Sistem gaji tunggal—yang mengintegrasikan seluruh komponen penghasilan ASN seperti gaji pokok dan berbagai tunjangan ke dalam satu kesatuan penghasilan—diyakini dapat mengatasi kompleksitas penggajian saat ini.

Wacana ini sebenarnya sudah berkembang sejak satu dekade terakhir, namun hingga kini belum terealisasi dalam bentuk kebijakan resmi.

Dr. Agustinus Subarsono, M.Si., M.A., dosen sekaligus peneliti dari Departemen Manajemen dan Kebijakan Publik FISIPOL Universitas Gadjah Mada (UGM), menilai bahwa langkah ini sejalan dengan upaya penyederhanaan birokrasi sekaligus peningkatan kesejahteraan ASN.

“Sistem gaji tunggal menyatukan seluruh komponen gaji yang selama ini terpisah, seperti tunjangan anak, istri, beras dan lainnya ke dalam satu gaji pokok ASN. Ini membuat sistem pemberian gaji lebih sederhana,” ujarnya, Kamis, 23 Oktober 2025.

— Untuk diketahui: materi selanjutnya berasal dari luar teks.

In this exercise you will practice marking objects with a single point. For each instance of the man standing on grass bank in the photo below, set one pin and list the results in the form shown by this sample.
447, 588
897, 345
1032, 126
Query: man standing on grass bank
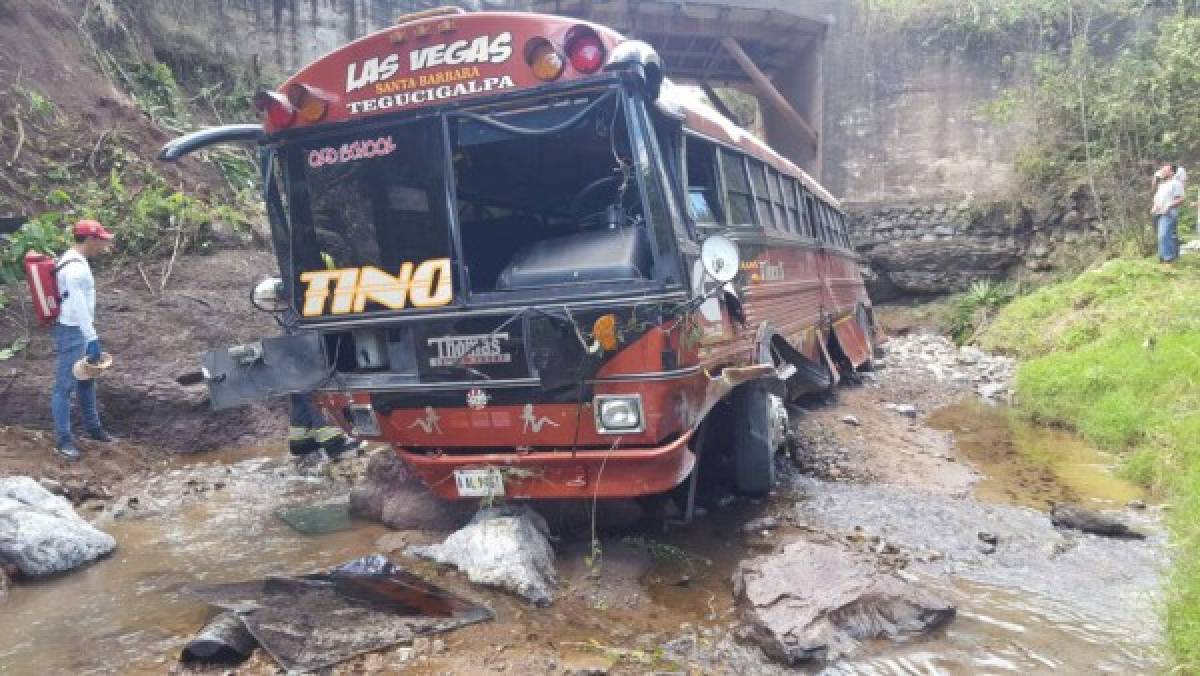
75, 336
1168, 199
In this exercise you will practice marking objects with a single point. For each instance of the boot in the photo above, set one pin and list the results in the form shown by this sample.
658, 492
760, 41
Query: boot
300, 441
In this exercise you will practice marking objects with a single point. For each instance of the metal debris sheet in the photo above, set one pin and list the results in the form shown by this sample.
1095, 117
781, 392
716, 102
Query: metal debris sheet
315, 621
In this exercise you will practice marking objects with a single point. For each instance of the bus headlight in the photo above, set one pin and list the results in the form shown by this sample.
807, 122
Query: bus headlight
618, 414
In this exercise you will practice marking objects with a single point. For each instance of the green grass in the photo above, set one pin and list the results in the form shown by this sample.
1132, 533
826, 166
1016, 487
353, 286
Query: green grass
1115, 354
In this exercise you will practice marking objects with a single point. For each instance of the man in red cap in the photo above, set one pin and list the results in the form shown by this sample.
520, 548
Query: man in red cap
75, 336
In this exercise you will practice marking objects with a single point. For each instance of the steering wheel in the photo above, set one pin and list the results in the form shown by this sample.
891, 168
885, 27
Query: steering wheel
595, 193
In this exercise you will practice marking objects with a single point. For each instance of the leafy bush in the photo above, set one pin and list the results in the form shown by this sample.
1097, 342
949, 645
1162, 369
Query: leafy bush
975, 309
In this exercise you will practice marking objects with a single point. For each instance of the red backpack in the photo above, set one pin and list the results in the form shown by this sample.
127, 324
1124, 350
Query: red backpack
41, 271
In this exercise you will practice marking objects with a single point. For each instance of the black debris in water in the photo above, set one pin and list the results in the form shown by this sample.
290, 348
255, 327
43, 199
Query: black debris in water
223, 640
1066, 515
315, 621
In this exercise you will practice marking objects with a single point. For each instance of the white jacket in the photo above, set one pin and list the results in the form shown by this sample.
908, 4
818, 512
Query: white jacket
78, 291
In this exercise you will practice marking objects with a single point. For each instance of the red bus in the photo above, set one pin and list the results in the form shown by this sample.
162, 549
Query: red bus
515, 252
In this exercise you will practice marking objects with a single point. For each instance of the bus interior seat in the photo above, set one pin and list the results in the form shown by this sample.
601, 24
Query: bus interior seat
491, 244
588, 256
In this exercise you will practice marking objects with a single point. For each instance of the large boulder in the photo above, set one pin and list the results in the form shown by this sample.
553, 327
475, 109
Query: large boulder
40, 532
814, 602
502, 546
395, 497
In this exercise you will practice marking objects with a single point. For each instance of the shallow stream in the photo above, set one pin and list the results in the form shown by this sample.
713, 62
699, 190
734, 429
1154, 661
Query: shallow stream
1044, 602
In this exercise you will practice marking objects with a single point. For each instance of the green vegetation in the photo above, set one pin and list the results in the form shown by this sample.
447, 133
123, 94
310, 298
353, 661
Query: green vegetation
976, 307
107, 177
1115, 354
971, 25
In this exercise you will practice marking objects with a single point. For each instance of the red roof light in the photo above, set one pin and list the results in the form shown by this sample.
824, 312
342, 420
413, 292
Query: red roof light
585, 49
280, 112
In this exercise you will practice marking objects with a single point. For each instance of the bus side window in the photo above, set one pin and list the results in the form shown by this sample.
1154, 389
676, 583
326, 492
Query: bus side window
737, 185
703, 187
777, 198
793, 215
814, 216
759, 179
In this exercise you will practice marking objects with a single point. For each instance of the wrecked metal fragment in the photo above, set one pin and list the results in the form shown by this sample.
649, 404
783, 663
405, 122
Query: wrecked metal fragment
310, 622
1066, 515
223, 640
316, 519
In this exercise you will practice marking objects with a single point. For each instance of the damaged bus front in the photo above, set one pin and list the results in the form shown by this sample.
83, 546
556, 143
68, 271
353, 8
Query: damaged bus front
490, 261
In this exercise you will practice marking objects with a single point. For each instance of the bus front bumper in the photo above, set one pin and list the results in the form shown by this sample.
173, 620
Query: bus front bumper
617, 473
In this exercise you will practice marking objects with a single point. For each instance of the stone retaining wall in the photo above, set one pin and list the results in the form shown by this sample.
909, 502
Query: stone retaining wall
936, 247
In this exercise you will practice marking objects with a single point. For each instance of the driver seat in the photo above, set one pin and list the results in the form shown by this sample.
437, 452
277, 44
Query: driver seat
589, 256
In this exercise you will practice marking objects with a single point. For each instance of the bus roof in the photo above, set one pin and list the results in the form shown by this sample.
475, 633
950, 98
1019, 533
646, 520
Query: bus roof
703, 119
442, 57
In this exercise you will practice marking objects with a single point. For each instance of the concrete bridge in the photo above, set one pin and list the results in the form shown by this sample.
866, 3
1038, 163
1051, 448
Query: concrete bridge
773, 49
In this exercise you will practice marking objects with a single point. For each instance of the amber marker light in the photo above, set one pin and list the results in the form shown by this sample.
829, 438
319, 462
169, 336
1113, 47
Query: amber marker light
310, 102
544, 59
279, 111
605, 331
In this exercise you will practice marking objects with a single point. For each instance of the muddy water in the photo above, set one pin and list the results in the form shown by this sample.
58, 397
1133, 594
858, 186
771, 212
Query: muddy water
130, 614
1043, 602
1029, 465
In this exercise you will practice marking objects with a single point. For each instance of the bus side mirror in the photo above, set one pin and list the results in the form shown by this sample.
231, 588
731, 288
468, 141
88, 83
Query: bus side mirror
720, 258
643, 61
268, 295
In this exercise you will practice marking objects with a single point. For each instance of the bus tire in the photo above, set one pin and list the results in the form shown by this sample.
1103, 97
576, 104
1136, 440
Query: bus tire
754, 441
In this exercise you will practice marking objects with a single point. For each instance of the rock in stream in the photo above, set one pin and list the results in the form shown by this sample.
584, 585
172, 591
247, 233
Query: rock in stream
503, 546
41, 533
817, 602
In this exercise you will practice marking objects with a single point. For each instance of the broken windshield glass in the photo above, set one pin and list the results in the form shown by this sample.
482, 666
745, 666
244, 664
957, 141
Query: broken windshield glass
547, 196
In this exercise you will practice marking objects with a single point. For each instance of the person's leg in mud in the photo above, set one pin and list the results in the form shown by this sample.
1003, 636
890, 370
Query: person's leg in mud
69, 347
303, 420
309, 431
1168, 244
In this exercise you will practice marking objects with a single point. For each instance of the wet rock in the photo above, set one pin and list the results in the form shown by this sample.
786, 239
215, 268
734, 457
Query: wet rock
814, 602
393, 496
1066, 515
503, 546
52, 485
41, 533
993, 390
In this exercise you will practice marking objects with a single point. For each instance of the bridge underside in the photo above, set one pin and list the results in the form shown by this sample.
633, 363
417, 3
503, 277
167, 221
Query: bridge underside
769, 48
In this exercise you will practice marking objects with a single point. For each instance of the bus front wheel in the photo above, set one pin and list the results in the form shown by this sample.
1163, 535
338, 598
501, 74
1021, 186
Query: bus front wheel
759, 430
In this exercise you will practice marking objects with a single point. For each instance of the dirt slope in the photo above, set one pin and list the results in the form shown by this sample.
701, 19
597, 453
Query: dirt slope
155, 338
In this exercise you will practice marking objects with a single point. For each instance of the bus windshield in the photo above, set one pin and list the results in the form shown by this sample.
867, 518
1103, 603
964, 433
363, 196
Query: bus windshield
545, 195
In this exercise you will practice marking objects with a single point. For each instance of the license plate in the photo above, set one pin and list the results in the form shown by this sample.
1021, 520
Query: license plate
479, 483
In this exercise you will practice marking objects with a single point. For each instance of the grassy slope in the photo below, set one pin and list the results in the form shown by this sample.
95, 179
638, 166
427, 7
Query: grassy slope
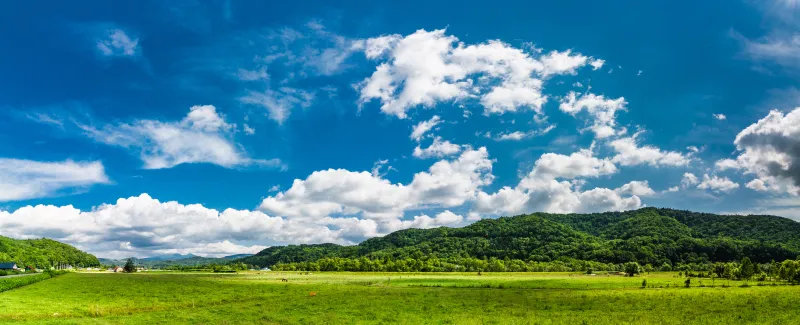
367, 299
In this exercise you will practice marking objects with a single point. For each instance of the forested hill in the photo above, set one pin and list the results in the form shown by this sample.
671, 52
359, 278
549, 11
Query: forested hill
648, 236
42, 253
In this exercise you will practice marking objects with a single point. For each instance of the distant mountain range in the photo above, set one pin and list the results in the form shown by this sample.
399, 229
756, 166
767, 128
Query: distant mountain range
648, 236
42, 253
166, 260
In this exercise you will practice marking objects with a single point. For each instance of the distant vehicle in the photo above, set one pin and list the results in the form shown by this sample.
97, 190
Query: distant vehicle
8, 266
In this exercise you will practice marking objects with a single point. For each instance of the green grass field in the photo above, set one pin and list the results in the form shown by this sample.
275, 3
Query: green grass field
407, 298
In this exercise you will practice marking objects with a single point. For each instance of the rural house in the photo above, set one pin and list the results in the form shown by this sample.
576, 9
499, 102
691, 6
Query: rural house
8, 266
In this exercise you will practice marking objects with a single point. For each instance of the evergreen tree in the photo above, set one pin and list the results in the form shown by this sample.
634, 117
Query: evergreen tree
747, 269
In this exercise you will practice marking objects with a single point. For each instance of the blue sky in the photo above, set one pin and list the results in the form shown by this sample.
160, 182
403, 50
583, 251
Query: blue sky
221, 127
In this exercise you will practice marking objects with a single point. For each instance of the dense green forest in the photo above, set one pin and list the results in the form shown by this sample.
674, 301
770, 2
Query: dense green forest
660, 238
177, 263
43, 253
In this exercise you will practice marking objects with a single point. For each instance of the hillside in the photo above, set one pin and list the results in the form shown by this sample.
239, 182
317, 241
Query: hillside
43, 253
648, 236
164, 261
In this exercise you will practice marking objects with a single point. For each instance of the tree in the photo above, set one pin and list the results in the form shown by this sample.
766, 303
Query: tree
632, 268
747, 269
129, 266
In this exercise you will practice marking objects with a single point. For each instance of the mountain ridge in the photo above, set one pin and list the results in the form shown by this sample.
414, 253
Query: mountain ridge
43, 253
649, 235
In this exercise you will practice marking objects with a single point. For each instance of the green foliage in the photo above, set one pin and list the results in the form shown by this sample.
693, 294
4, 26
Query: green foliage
632, 268
670, 238
9, 283
43, 253
368, 298
747, 269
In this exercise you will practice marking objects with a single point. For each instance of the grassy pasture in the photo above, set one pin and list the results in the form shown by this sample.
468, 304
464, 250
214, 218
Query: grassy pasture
407, 298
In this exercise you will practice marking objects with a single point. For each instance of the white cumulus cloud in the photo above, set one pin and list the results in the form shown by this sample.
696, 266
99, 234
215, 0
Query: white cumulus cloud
26, 179
202, 136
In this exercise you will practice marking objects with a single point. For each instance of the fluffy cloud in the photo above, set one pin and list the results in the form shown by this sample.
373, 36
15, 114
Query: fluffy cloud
781, 49
541, 189
447, 183
717, 184
445, 218
423, 127
437, 149
280, 102
638, 188
428, 67
519, 135
713, 183
117, 43
770, 150
26, 179
578, 164
689, 179
202, 136
629, 153
602, 110
142, 226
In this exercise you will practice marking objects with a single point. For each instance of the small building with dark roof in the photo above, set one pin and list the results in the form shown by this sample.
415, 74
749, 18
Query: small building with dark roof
8, 266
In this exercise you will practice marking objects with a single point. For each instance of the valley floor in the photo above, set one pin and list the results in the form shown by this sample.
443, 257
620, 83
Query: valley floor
402, 298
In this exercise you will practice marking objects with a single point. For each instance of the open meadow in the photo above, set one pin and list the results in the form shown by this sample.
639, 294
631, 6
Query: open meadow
405, 298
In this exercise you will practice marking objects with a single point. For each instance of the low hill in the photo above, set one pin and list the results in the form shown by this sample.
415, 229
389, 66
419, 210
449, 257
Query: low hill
164, 261
42, 253
169, 257
648, 236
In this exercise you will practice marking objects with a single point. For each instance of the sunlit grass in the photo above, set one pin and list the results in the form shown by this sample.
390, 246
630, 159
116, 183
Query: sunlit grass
408, 298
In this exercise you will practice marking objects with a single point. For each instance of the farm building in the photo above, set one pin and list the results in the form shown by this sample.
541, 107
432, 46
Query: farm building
8, 266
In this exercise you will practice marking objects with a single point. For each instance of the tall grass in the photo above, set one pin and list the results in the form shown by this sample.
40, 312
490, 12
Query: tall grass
8, 283
393, 298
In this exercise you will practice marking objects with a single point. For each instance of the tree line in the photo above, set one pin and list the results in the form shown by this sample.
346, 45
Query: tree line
647, 236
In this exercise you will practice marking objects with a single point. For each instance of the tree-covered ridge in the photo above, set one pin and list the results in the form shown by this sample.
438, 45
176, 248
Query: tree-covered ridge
651, 236
43, 253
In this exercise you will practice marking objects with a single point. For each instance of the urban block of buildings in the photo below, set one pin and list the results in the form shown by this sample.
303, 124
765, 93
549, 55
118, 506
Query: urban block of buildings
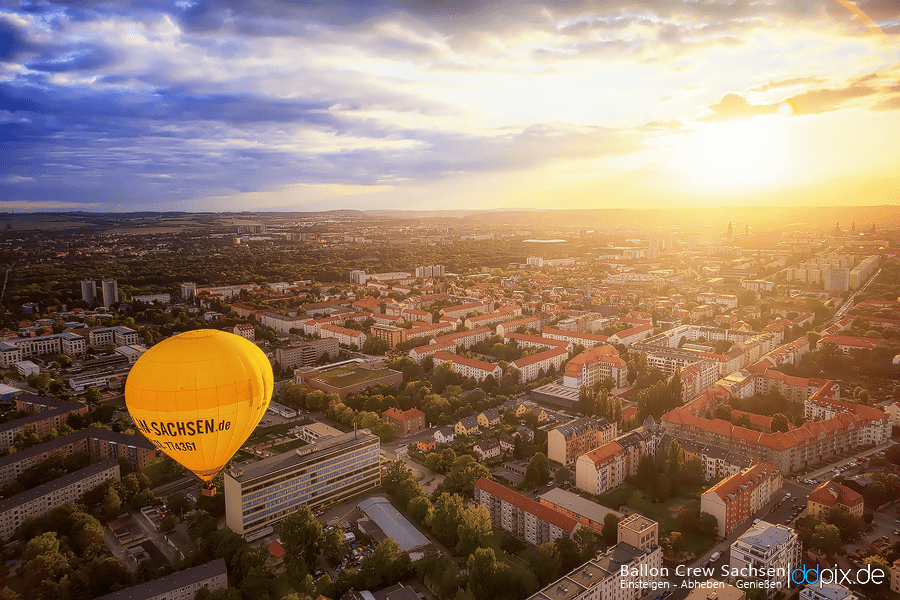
259, 494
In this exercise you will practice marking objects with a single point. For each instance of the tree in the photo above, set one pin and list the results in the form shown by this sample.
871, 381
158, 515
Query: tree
474, 530
826, 538
538, 470
482, 565
586, 542
301, 537
111, 502
385, 566
419, 509
780, 423
610, 530
723, 411
335, 544
445, 519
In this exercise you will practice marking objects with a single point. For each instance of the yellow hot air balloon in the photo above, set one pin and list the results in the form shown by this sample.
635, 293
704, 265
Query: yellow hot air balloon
198, 396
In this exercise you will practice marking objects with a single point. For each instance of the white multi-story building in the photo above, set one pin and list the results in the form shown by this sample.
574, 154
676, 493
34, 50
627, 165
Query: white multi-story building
601, 578
826, 591
768, 553
178, 586
188, 290
259, 494
110, 292
347, 337
89, 291
17, 349
432, 271
151, 298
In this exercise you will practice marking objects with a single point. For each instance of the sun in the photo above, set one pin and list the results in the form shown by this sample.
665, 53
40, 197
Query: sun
733, 156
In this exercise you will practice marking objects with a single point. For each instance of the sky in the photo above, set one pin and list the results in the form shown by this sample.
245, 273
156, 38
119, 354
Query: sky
239, 105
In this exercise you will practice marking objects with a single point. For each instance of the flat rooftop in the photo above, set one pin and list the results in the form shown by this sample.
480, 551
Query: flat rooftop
350, 375
249, 471
392, 523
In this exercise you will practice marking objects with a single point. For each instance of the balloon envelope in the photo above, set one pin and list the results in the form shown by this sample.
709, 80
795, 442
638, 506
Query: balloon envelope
199, 395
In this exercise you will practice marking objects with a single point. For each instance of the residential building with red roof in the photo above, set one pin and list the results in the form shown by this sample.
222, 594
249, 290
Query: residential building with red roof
593, 366
465, 339
531, 323
469, 367
834, 495
735, 499
632, 335
585, 339
601, 469
531, 367
347, 337
524, 518
407, 421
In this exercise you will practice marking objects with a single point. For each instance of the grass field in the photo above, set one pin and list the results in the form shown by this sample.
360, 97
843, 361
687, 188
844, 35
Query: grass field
663, 513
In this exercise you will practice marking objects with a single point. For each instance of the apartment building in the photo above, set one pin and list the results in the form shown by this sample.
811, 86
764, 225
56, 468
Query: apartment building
344, 336
567, 442
523, 340
735, 499
307, 354
99, 443
469, 367
466, 339
834, 495
538, 365
182, 585
590, 514
151, 298
521, 516
389, 333
529, 323
828, 591
407, 421
17, 349
259, 494
51, 413
601, 469
770, 551
245, 330
68, 488
282, 324
601, 577
593, 366
461, 310
638, 531
632, 335
585, 339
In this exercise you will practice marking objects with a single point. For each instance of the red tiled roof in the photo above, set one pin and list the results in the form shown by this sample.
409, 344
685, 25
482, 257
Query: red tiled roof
545, 513
534, 358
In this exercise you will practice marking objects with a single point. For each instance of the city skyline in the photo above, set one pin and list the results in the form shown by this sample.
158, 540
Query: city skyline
214, 106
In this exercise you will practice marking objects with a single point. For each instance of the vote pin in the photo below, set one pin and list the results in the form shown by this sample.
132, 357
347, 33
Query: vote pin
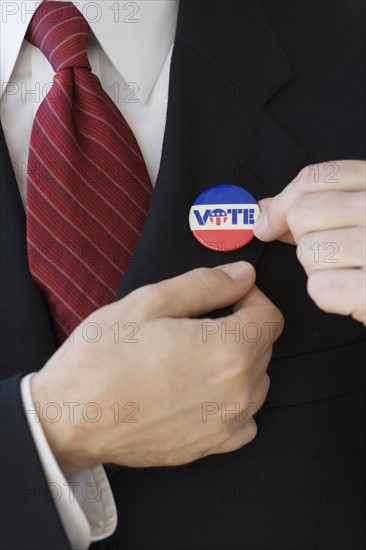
222, 217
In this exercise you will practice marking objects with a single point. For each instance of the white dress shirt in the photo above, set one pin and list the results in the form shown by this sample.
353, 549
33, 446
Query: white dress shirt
130, 50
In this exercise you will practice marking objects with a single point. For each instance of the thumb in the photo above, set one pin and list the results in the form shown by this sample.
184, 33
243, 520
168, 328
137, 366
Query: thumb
265, 221
196, 292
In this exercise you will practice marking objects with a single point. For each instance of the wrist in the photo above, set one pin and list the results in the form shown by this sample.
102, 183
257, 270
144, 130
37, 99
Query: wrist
63, 433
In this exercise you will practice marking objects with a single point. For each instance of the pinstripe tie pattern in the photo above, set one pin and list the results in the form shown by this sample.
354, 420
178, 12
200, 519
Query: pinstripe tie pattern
88, 190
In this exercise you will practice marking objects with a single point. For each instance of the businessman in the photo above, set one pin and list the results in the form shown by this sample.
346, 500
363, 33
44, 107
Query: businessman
107, 297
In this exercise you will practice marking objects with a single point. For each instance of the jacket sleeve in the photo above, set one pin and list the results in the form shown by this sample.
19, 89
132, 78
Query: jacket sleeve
29, 519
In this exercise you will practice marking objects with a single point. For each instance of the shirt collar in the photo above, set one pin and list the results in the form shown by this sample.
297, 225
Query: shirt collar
136, 36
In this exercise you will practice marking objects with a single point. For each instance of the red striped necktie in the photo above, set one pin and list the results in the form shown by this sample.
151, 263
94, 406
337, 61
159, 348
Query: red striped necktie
88, 190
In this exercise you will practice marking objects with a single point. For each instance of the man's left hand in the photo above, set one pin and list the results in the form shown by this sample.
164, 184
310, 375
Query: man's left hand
323, 212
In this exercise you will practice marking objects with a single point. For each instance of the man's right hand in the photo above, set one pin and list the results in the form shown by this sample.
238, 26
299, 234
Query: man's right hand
166, 398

Selain menyederhanakan sistem penggajian, Subarsono menyebutkan manfaat dari sisi efisiensi anggaran dan peningkatan kinerja ASN. Menurutnya, penghapusan honor tambahan yang selama ini melekat dalam berbagai kegiatan birokrasi bisa membuat ASN lebih fokus dalam menjalankan tugas pokok.

“Kalau sudah ada gaji tunggal, tidak ada lagi honor rapat atau panitia. ASN bisa fokus pada kinerja karena kompensasi sudah menyeluruh,” kata dia menambahkan.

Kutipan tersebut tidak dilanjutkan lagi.